Excerpt: Charleston County Council on Thursday shot down a proposed sales tax referendum after failing to agree on whether Interstate 526 should be funded with the money, or built at all.

Excerpt: Prior to Tuesday night’s Charleston County Council meeting, a list of proposed half-cent sales tax projects included the largest and most controversial road project in the county, the completion of Interstate 526.

But when the council voted to put the referendum on the November ballot, I-526 had disappeared from the list — and no one said why, or asked.

Why it disappeared, how it got on the list in the first place and what happened in between remains unclear.

Editorials

  • Topic – legal concerns June 1, 2019: Editorial: Council should answer legal concerns about 526 funding

Excerpt:Charleston County officials have recently argued that 526 should qualify for half-cent sales tax funds because the referendum question voters approved in 2016 didn’t specifically list projects.
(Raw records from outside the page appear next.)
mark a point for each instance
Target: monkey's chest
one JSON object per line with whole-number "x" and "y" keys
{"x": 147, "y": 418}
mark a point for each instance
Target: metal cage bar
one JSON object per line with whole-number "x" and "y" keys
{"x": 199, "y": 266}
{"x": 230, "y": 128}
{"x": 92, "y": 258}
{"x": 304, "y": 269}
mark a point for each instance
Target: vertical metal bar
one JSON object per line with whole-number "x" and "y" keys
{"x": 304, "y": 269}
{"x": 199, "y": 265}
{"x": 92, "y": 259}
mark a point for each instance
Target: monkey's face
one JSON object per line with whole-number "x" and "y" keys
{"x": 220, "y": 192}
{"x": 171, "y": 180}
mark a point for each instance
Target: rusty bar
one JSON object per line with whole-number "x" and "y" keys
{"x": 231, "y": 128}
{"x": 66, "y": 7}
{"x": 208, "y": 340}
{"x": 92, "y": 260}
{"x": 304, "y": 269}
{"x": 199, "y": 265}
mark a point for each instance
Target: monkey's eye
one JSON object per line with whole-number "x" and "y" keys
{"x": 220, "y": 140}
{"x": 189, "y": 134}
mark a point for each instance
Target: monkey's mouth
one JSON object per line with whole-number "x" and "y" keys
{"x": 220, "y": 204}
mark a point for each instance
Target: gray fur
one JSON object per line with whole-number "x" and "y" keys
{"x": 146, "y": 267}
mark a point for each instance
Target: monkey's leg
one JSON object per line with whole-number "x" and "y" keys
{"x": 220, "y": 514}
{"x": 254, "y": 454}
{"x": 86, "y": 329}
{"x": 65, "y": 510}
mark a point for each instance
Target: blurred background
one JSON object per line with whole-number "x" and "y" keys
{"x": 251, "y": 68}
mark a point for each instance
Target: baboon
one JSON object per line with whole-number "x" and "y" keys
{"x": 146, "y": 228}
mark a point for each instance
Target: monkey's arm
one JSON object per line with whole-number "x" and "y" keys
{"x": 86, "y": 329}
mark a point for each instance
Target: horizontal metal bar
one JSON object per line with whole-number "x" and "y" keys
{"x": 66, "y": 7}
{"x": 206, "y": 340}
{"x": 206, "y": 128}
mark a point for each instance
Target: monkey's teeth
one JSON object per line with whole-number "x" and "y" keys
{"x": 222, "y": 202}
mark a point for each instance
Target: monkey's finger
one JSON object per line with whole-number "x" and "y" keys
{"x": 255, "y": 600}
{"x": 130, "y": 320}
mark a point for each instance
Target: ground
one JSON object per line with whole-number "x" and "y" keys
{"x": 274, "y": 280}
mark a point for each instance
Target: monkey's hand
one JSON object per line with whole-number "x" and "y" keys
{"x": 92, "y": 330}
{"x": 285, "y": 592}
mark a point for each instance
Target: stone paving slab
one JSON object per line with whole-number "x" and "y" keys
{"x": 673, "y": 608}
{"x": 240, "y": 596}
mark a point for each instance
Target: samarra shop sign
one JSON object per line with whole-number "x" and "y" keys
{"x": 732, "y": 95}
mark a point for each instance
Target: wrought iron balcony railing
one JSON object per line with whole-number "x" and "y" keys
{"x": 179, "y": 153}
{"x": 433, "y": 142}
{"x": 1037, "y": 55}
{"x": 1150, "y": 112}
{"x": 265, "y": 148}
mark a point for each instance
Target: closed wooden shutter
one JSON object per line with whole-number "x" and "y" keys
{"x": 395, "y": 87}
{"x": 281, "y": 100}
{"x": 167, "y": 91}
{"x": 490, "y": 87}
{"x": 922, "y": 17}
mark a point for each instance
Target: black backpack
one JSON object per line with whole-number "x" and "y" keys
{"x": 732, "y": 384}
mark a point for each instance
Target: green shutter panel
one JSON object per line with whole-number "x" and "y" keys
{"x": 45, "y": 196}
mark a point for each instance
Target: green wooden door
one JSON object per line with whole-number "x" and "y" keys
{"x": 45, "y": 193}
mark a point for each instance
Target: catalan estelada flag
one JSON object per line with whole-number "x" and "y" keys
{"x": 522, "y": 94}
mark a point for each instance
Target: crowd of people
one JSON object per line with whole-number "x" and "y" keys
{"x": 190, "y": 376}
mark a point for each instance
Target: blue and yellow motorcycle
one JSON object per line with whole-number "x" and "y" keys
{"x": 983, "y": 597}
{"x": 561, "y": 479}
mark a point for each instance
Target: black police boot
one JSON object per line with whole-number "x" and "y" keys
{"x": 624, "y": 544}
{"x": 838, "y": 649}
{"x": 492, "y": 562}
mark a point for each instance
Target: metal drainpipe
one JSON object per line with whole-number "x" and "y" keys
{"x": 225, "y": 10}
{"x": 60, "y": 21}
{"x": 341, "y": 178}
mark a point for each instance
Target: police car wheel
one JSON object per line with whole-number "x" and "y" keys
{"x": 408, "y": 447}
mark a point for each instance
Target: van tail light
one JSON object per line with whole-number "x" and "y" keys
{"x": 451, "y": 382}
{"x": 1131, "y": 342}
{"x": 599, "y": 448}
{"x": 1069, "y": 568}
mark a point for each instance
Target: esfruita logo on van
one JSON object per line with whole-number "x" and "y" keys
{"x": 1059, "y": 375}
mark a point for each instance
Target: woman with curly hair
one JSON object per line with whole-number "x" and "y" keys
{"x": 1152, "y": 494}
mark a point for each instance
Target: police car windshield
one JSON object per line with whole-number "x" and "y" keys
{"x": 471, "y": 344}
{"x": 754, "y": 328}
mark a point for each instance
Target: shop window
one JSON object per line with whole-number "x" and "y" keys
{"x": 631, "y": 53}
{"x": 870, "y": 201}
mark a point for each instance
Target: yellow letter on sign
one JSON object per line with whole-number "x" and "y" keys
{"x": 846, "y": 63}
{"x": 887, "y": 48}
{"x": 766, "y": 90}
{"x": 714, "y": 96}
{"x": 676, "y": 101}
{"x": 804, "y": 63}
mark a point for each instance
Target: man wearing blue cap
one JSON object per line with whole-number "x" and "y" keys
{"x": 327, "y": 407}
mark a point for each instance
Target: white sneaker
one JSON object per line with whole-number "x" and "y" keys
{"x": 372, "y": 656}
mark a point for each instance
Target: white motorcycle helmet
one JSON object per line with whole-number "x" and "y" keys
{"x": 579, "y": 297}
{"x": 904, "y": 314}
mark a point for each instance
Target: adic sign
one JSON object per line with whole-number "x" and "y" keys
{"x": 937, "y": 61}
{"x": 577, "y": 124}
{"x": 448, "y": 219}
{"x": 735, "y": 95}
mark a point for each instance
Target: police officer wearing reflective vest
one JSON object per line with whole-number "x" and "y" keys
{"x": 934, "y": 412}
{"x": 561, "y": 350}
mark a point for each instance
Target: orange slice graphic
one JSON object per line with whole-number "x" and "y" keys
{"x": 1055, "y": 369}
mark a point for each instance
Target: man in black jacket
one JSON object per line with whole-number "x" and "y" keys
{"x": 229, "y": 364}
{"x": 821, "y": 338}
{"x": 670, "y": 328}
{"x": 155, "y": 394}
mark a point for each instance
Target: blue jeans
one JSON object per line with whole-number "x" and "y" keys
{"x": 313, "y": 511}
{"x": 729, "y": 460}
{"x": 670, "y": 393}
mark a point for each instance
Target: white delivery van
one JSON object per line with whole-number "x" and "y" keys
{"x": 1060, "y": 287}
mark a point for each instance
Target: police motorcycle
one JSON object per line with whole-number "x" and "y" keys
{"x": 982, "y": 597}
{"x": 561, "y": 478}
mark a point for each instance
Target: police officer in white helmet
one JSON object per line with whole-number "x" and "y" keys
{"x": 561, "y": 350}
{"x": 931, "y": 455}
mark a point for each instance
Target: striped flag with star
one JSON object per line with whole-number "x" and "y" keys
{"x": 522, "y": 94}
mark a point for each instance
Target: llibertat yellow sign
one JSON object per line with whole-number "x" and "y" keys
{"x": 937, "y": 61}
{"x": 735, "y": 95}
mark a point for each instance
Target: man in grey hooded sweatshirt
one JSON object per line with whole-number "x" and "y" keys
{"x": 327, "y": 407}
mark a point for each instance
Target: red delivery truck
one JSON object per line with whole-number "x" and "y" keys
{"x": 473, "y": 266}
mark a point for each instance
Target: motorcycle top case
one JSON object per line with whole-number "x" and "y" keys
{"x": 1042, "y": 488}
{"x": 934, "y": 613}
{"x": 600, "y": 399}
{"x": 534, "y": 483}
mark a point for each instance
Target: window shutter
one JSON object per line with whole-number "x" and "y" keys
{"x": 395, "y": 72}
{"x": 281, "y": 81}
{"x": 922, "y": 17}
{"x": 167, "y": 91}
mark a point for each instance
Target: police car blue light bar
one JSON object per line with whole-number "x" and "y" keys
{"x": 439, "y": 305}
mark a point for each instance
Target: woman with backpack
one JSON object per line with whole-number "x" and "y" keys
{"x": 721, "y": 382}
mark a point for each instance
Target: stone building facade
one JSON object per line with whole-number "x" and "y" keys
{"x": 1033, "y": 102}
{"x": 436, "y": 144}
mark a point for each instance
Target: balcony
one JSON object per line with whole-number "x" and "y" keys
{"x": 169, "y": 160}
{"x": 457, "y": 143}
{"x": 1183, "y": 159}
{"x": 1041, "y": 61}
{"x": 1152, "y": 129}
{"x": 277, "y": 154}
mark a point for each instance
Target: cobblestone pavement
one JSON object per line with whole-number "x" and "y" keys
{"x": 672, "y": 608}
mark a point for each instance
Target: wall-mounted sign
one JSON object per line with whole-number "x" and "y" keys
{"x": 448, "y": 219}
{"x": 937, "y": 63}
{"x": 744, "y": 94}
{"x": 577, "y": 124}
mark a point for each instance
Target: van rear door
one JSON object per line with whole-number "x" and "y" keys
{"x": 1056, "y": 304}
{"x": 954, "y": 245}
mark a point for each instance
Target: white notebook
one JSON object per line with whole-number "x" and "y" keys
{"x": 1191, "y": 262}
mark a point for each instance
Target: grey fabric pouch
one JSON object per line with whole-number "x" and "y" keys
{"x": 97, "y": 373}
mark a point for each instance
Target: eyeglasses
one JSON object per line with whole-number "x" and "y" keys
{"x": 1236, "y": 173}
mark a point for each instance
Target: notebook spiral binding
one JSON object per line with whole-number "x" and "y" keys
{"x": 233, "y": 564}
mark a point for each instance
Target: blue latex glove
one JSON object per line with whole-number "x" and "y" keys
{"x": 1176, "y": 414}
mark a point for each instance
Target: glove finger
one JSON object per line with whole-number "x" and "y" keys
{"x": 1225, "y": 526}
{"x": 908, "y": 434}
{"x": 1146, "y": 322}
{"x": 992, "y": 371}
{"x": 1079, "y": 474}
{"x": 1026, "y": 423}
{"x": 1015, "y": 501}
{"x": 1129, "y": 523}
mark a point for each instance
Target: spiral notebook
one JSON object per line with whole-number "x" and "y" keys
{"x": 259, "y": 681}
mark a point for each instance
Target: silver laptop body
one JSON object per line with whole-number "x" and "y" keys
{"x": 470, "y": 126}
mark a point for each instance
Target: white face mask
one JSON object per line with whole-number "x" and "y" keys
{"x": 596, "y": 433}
But the ordinance did, and 526 was very conspicuously not among those listed.

In fact, County Council voted in July 2016 to remove it from the ordinance.

It’s true that the ordinance specifies that the sales tax revenue would be used for projects “which may include” but are not “limited to” the listed efforts — an intersection upgrade at Main Road and Highway 17, widening the Glenn McConnell Parkway and about a dozen other needs.

This is sensible given the difficulty of accurately assessing all future road needs and cost estimates over a 25-year period.

But voters might rightly presume that “including but not limited to” means that sales tax revenue should be spent on other projects only if and when the listed ones are funded and preferably completed.

Indeed, state law and court rulings tend to suggest that ballot referendum questions should be as explicit and limited in scope as possible so that voters know exactly what they’re voting on. In this case, they were clearly told they would not be voting on I-526.

  • Topic – Other priorities May 21, 2019: Editorial: A shot at real relief for Johns Island

Excerpt: “It’s concerning that County Council has committed at least $330 million from the same pot of money to I-526 instead of to the other projects — like the Main Road improvements — that voters thought they were agreeing to pay for in 2016 when they approved a half-cent transportation sales tax.

But it’s encouraging that the county is finally getting around to upgrading Main Road and Highway 17, and residents of Johns Island should keep up the pressure to make sure that the process moves as smoothly and quickly as is reasonable.”

  • Topic – Other priorities April 7, 2019: Editorial: Charleston County can fund I-526, but it shouldn’t

Excerpt: “According to county officials’ presentation on Wednesday, the plan for 526 remains to use funds from the 2004 and 2016 half-cent sales taxes that voters approved to pay for a combination of road projects, mass transit and Greenbelt investments. Spending that money on 526 is underhanded at best, considering that County Council had rather explicitly stated on several occasions prior to the vote on the second half-cent sales tax that it would not be used to pay for the controversial project.”

Excerpt: “People respond to reduced congestion by driving more, living farther from the urban core and adjusting their commute schedules, which eventually eliminates any initial improvements and often leaves people worse off than before.”